# how about a sidecar motocycle slotcar?



## mrtjet (Dec 3, 2013)

Thoughts or [email protected] Anyone?


----------



## bolts69 (Dec 24, 2009)

I've seen them race on MAVTV its pretty cool.


----------



## 41-willys (Jan 7, 2000)

that would be cool


----------



## Dslot (Sep 2, 2007)

I'm thinking Scalextric made one for 1:32 track.

- D


----------



## Dslot (Sep 2, 2007)

*Instant Gratification*

Here you are:

Sidecar footage starts about 0:50

*Old Scalextric Toys*

-- D


----------



## HO2GO (Feb 21, 2015)

mrtjet said:


> Thoughts or [email protected] Anyone?


It sounds like an excellent idea ! Motorcycles, Dune Buggies, Desert Racers for Baja, Dakar, etc. Racing Trucks of every size. It would all be most welcome variety to the ordinary releases we get now !  Tetsuo.


----------



## sethndaddy (Dec 4, 2004)

Ice Sickers did a few custom ones awhile ago. (ice sickers is what we called him, some guy on ebay that could not spell to save his life) But he did some hella wacky motorcycles. I think his ebay handle is mattzmeanmaverick


----------



## Bill Hall (Jan 6, 2007)

Icesickers!

My spell check groans in pain everytime I time it ... LOL!

His stuff was all trike based wasnt it?


----------



## sethndaddy (Dec 4, 2004)

Bill Hall said:


> Icesickers!
> 
> My spell check groans in pain everytime I time it ... LOL!
> 
> His stuff was all trike based wasnt it?
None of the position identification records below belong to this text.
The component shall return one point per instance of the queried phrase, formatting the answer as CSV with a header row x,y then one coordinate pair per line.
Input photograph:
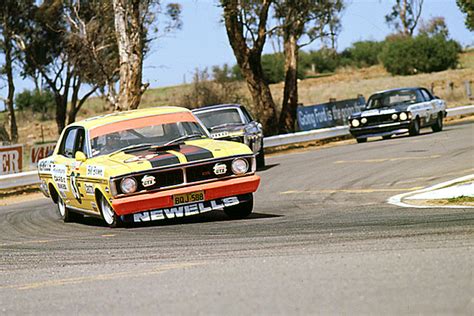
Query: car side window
x,y
80,142
426,95
247,115
69,143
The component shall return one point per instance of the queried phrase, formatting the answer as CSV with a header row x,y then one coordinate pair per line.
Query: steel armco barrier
x,y
31,177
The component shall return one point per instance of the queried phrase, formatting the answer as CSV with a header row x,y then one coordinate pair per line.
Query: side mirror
x,y
80,156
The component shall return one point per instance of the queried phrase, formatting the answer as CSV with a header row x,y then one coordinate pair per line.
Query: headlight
x,y
128,185
240,166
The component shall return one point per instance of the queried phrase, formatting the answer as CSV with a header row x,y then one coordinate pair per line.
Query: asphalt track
x,y
322,240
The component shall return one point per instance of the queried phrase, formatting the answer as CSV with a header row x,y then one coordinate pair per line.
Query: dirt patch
x,y
20,195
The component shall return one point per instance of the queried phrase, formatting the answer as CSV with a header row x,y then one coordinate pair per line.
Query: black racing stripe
x,y
195,153
164,159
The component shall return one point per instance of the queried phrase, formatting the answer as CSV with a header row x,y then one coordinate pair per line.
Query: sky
x,y
202,42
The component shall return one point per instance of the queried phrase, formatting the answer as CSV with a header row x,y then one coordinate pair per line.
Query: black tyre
x,y
241,210
108,213
261,157
438,125
414,127
65,213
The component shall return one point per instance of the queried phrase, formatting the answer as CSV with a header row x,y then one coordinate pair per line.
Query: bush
x,y
205,91
324,60
362,54
406,55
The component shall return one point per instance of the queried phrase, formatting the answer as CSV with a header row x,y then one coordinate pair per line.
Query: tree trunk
x,y
11,83
249,61
260,92
61,102
290,93
129,32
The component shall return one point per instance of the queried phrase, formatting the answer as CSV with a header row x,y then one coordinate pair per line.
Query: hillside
x,y
345,83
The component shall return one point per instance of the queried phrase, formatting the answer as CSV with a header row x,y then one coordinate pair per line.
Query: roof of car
x,y
397,89
127,115
216,107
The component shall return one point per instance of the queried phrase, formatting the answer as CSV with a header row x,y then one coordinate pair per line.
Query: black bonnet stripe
x,y
164,159
194,153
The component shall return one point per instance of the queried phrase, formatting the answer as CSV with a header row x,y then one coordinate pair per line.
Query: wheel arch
x,y
53,192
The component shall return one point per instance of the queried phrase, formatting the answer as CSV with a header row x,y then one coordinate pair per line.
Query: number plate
x,y
188,197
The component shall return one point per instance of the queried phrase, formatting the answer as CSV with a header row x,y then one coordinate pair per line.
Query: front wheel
x,y
241,210
438,125
108,213
65,213
414,127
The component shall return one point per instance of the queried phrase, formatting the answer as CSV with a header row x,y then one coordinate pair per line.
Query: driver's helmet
x,y
113,140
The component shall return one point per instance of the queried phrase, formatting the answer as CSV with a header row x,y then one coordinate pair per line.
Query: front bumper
x,y
164,199
381,129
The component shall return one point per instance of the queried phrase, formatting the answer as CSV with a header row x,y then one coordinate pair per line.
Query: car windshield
x,y
392,98
222,117
140,137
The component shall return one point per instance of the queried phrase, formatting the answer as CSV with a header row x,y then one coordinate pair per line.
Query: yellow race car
x,y
146,165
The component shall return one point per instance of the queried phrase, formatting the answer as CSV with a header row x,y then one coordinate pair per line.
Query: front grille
x,y
379,119
206,172
175,177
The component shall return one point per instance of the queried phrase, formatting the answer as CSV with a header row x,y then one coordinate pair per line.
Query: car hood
x,y
225,131
190,151
382,111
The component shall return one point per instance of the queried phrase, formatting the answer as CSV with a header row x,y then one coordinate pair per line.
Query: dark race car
x,y
398,111
233,122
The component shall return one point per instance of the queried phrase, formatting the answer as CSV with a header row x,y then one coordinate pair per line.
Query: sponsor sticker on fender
x,y
59,173
95,171
185,210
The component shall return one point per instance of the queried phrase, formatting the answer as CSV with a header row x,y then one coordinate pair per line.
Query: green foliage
x,y
274,67
362,54
404,55
37,101
467,6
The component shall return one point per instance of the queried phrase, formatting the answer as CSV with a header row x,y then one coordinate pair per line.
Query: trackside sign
x,y
11,159
40,151
328,114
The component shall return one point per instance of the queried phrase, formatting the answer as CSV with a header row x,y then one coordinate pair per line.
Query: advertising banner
x,y
11,159
40,151
328,114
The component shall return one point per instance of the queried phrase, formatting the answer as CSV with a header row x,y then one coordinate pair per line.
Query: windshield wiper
x,y
184,137
132,148
224,125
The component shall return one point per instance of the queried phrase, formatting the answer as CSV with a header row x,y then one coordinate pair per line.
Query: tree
x,y
246,26
132,19
309,18
405,16
467,6
50,53
12,22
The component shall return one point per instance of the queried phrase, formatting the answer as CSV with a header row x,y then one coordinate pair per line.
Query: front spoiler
x,y
381,130
164,199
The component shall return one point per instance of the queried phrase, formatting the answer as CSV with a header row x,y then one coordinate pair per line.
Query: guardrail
x,y
324,133
31,177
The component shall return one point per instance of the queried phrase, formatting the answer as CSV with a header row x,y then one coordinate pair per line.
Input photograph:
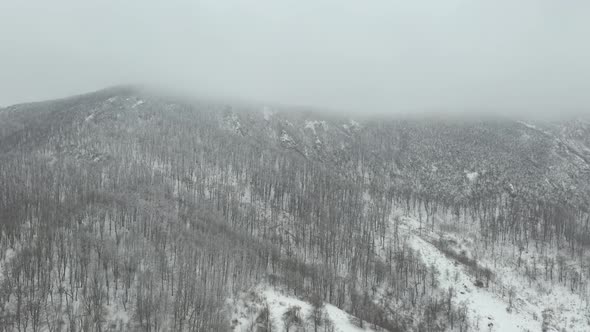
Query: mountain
x,y
129,210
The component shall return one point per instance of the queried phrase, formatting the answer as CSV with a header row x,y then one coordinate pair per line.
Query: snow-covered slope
x,y
510,303
247,308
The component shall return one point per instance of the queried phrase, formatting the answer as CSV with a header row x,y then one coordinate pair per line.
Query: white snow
x,y
472,176
286,138
570,312
246,309
267,113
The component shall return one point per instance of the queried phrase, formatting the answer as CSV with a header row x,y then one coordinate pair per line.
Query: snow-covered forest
x,y
122,210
i thought he did a batman and robin ride along once? I could be wrong...once


----------



## mrtjet (Dec 3, 2013)

Leave one wheel off and weight the back as needed to balance it. NO magnets please. Would be a cool challenge on a road course.


----------



## Bubba 123 (Sep 10, 2010)

mrtjet said:


> Leave one wheel off and weight the back as needed to balance it. NO magnets please. Would be a cool challenge on a road course.


my guess, w/ be, that a "Trike" (front wheel is centered w/rear wheels)
would be the only way..
UNLESS u make the body in a different scale w/ a T-Jet or AFX or... Chassis...
it's that "Size-Thingy" again.. larger wheels 4 sure :thumbsup:

Bubba 123 :wave:


----------



## lenny (Feb 29, 2000)

how about military vehicles, like tanks?


----------



## TUFFONE (Dec 21, 2004)

I would love to see military vehicles. Tanks, halftracks, troop carriers, missle launchers, etc...I would be in for these!


----------



## MSwaterlogged (Feb 5, 2014)

TUFFONE said:


> I would love to see military vehicles. Tanks, halftracks, troop carriers, missle launchers, etc...I would be in for these!
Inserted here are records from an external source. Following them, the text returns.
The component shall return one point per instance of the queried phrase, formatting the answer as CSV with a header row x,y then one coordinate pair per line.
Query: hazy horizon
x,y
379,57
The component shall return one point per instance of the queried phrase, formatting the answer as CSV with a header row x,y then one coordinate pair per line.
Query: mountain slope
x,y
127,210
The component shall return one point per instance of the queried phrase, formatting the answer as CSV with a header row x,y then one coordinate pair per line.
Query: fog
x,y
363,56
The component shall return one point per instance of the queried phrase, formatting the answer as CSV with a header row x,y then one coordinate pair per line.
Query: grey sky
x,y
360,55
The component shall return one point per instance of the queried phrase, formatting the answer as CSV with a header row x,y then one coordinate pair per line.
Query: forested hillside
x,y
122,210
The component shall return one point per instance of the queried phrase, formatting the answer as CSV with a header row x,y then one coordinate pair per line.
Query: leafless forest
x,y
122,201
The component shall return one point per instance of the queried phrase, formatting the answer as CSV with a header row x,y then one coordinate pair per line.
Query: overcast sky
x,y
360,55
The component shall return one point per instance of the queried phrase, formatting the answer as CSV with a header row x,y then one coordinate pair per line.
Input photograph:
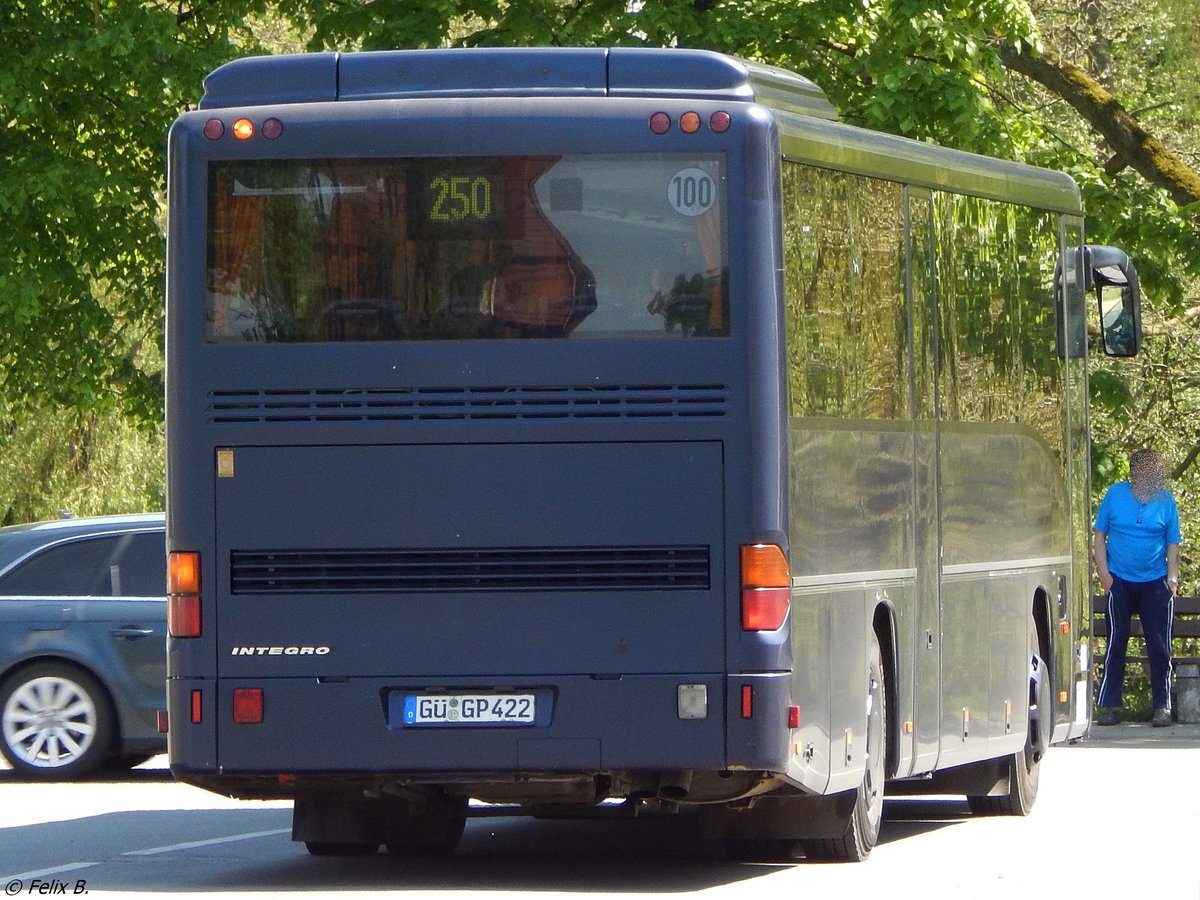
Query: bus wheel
x,y
863,831
335,849
1024,767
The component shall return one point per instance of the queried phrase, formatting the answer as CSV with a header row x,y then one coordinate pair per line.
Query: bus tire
x,y
863,829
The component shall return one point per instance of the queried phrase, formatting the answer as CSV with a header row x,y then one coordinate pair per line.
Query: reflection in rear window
x,y
467,249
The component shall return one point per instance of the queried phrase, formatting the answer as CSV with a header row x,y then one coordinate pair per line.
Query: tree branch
x,y
1131,143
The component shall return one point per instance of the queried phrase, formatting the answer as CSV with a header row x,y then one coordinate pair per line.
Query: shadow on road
x,y
190,851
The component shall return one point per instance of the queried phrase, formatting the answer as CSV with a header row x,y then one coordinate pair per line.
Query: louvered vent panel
x,y
433,403
375,571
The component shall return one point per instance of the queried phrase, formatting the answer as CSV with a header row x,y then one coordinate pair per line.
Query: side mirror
x,y
1121,304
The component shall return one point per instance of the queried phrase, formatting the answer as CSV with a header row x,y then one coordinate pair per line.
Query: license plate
x,y
469,709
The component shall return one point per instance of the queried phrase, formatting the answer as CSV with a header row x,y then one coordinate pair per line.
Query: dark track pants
x,y
1155,605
Just saw a magna traction tank on ebay.

http://www.ebay.com/itm/HO-AFX-Magn...778?pt=LH_DefaultDomain_0&hash=item4d2f3f2752

Charlie


----------



## Bubba 123 (Sep 10, 2010)

lenny said:


> how about military vehicles, like tanks?


will try & get some Pics of my "Track-Veh." real-tracks-conversions up soon....
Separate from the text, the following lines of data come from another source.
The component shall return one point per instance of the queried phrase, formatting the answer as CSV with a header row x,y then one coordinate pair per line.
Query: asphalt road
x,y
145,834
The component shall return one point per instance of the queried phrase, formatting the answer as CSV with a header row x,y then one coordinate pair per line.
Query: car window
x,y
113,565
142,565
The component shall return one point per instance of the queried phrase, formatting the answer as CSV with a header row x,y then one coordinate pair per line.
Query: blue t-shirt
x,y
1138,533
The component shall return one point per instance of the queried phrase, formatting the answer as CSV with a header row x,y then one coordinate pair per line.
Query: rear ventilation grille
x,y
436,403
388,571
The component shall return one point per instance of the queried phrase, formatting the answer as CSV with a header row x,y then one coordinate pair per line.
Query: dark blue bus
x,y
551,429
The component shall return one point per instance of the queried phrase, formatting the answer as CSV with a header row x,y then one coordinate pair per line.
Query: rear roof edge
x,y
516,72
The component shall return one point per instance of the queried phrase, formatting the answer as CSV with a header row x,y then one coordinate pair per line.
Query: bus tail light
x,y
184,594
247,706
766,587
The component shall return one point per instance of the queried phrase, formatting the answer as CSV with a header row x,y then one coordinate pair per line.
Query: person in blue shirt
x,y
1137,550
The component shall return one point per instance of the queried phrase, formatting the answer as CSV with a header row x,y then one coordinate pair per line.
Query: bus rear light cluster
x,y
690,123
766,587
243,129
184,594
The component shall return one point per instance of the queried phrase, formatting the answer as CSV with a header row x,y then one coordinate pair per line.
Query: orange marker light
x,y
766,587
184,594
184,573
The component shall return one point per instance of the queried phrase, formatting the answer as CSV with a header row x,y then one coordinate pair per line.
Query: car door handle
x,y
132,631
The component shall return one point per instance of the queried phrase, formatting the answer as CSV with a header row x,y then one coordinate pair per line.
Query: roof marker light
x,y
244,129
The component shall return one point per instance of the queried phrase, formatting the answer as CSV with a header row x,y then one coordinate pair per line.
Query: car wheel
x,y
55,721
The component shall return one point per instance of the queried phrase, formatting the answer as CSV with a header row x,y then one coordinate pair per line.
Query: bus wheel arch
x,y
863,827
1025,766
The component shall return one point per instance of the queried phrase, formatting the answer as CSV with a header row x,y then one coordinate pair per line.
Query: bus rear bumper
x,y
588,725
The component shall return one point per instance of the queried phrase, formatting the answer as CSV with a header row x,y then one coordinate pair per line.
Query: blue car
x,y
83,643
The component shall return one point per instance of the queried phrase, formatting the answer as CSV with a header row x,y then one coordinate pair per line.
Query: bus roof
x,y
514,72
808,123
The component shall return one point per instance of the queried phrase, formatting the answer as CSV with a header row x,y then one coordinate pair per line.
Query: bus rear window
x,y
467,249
working slowly on an airfix (sp??) MkIV Panzer (1/72) a gift from PP....
Hittman's done a couple military's 2...

Bubba 123 :wave:


----------



## Bubba 123 (Sep 10, 2010)

TUFFONE said:


> I would love to see military vehicles. Tanks, halftracks, troop carriers, missle launchers, etc...I would be in for these!


they can be done....
I've done; Lost In Space Chariot ...
& J-2 with lighted insides (lighted T-jet Chassis & recessed inside)

Matchbox; Snow Trax (Shinning)

matchbox; "UFO" Control Unit I (TV show)

as well as several others that escape my senile brain gears @ this time... :freak:

Bubba 123 :wave:


----------



## lenny (Feb 29, 2000)

MSwaterlogged said:


> Just saw a magna traction tank on ebay.
> 
> http://www.ebay.com/itm/HO-AFX-Magn...778?pt=LH_DefaultDomain_0&hash=item4d2f3f2752
> 
> Charlie


that doesnt count. I'm talking real military vehicles, tanks and half tracks with real tracks...


----------



## cwbam (Feb 8, 2010)

mrtjet said:


> Thoughts or [email protected] Anyone?



maybe a Snowmobile as a sidecar?


----------



## Bubba 123 (Sep 10, 2010)

lenny said:


> that doesnt count. I'm talking real military vehicles, tanks and half tracks with real tracks...


the hard part, is finding rubber bands (wide) that aren't 2-tight, or 2-loose..
been using Tyco Fast-Traxx chassis 4 mine..
but they are getting harder & costlier 2 find in MIP condition.....

Bubba 123 :wave:


----------